Traversing a continent along its East-West axis is not new, of course. Earliest long-distance migrations followed the same pattern, moving within the same climatic zone. Moving laterally allowed caravans and armies to harness the same pack animals, gather the same food and, so far as possible, avoid new diseases. To the North lay ice and bitter cold, to the South sand and scorching heat. For contemporary geographers, the world was elliptical. Their maps show distances between East-West and North-South on a ratio of 5:3. A true Golden Mean?
The main East-West route ran from the Chinese capital of Chang’an, Xian today, via the Himalayan valleys and Afghan passes, and then across the Arabian Desert to the port-cities of the eastern Mediterranean.
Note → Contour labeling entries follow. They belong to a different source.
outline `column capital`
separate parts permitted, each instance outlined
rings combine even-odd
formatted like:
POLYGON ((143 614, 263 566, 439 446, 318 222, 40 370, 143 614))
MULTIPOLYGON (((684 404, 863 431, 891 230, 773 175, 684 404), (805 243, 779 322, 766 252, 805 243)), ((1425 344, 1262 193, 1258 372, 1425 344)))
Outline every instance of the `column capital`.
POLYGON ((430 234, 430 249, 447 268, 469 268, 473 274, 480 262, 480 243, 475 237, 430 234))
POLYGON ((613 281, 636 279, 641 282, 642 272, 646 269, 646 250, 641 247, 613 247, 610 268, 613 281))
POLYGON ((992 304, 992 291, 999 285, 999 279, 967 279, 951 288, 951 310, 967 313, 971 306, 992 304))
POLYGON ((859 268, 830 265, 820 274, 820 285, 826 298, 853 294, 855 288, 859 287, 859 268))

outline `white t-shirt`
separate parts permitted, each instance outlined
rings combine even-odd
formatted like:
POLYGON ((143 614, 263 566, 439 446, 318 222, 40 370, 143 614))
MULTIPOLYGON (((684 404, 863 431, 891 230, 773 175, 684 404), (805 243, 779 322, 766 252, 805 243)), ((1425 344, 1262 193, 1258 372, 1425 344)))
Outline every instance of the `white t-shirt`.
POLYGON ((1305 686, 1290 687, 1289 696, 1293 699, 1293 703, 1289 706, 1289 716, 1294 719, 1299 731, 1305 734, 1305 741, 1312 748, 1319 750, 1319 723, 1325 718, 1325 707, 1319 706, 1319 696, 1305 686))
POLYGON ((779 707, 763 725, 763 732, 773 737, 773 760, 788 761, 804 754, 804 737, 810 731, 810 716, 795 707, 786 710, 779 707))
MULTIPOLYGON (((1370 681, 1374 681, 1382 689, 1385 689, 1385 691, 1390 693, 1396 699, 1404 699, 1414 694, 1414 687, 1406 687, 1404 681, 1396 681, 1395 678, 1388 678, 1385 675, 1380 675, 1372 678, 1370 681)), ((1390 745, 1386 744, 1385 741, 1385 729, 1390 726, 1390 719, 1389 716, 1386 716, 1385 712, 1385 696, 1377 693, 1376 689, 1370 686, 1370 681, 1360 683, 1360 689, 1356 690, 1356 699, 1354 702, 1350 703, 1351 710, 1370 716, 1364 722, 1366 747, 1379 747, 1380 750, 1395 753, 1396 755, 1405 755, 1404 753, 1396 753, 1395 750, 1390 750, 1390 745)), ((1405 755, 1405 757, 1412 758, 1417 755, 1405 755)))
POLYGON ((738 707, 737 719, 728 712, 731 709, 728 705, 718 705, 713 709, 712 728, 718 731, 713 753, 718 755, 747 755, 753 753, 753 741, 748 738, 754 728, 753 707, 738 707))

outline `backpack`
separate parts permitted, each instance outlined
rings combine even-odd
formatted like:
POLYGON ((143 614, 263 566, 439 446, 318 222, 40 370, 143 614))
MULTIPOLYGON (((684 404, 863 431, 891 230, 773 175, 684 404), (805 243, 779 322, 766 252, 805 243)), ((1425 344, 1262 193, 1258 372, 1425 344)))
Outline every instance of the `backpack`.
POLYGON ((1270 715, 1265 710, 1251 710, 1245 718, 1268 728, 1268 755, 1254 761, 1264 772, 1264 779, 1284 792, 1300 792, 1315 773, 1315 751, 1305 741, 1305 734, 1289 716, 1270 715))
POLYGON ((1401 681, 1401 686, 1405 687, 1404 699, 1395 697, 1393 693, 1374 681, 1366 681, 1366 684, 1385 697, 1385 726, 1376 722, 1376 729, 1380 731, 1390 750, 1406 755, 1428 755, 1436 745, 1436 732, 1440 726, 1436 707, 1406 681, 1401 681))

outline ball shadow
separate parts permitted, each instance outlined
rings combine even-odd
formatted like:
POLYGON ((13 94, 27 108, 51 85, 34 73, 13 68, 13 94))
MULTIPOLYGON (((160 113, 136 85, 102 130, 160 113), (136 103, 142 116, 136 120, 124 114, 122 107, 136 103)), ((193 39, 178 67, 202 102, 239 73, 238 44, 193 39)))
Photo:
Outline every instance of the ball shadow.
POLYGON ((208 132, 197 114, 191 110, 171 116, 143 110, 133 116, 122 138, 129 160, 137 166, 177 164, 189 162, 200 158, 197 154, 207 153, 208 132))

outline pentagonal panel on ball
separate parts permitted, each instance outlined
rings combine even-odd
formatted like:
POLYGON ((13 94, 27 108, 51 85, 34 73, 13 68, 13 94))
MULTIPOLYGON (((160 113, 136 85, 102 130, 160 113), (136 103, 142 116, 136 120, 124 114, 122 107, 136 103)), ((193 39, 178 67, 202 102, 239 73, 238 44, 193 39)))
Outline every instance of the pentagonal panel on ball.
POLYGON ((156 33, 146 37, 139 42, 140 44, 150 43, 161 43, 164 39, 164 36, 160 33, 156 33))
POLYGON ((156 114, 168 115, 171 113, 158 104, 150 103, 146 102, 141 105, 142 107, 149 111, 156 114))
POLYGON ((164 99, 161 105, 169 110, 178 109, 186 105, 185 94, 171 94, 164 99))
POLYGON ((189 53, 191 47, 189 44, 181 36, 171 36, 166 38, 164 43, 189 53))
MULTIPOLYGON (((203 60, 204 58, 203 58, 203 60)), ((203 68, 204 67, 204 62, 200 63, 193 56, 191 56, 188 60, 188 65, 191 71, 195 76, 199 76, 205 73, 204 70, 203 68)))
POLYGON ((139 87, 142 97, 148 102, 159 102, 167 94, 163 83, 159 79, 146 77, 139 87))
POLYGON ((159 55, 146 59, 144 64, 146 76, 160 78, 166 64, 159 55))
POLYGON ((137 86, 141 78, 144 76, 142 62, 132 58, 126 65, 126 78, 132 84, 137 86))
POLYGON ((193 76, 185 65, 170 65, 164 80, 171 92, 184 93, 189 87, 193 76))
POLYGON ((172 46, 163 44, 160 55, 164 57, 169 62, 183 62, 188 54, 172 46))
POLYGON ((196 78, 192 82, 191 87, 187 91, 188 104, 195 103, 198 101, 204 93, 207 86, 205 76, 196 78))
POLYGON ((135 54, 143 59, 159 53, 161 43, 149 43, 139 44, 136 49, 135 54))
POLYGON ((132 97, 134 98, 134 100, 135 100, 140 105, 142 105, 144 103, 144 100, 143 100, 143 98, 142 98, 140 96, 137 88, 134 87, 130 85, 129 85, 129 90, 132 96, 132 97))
Exchange along this line of oases, once known as the Khurasan or “Old Silk Road”, prepared the ground for varied beliefs; blending cultures and promoting religious tolerance. All the great conquerors of Eurasia—Alexander the Great, Genghis Khan and Tamerlane—used this route while criss-crossing the continent.
The expanding Muslim empires had an East-West axis too and a formidable array of Ottoman, Mamluk and Zamorin fleets that controlled the main trade routes from the Strait of Malacca to the Strait of Gibraltar. Their oceanic network had evolved as an alternative to the heavily taxed and bandit-ridden land routes across the Eurasian continent.
By 1500 the centre of this vast commercial network was the Middle East and not the Mediterranean. Europe was of limited value, Portugal merely peripheral. The West had no raw materials or manufactured goods to offer India, China or Japan—except imported gold and silver. And without Africa’s gold there would have been no grand sea-trade in the sixteenth century and, subsequently, no modern world economy.
Perched on Europe’s most south-westerly corner, Portugal was ideally positioned for its westward expansion. Pre-empting the discoveries of the 15th century, ancient Phoenicia had faced west too. Likewise, the powers that would succeed Portugal—Holland and England—also faced the Atlantic. But it was not the open sea that gave them the advantage, it was the prevailing Westerlies that blew at their backs. As a result the world opened up toward the West. In short, it was the East that first discovered the West and not the other way around. But this history is best told another day.
Perhaps when or where the two meet is not as important as why we need both to make us feel whole? For now I’m sure of only one thing, we orientate ourselves by facing three directions: the rising sun, the open sea and the way forward. This is the result of ceremonial, conceptual and navigational necessity. Seen from outer space, of course, our planet has neither a top nor a bottom, nor a left half or a right side. And, thankfully, it doesn’t matter what shoes you wear.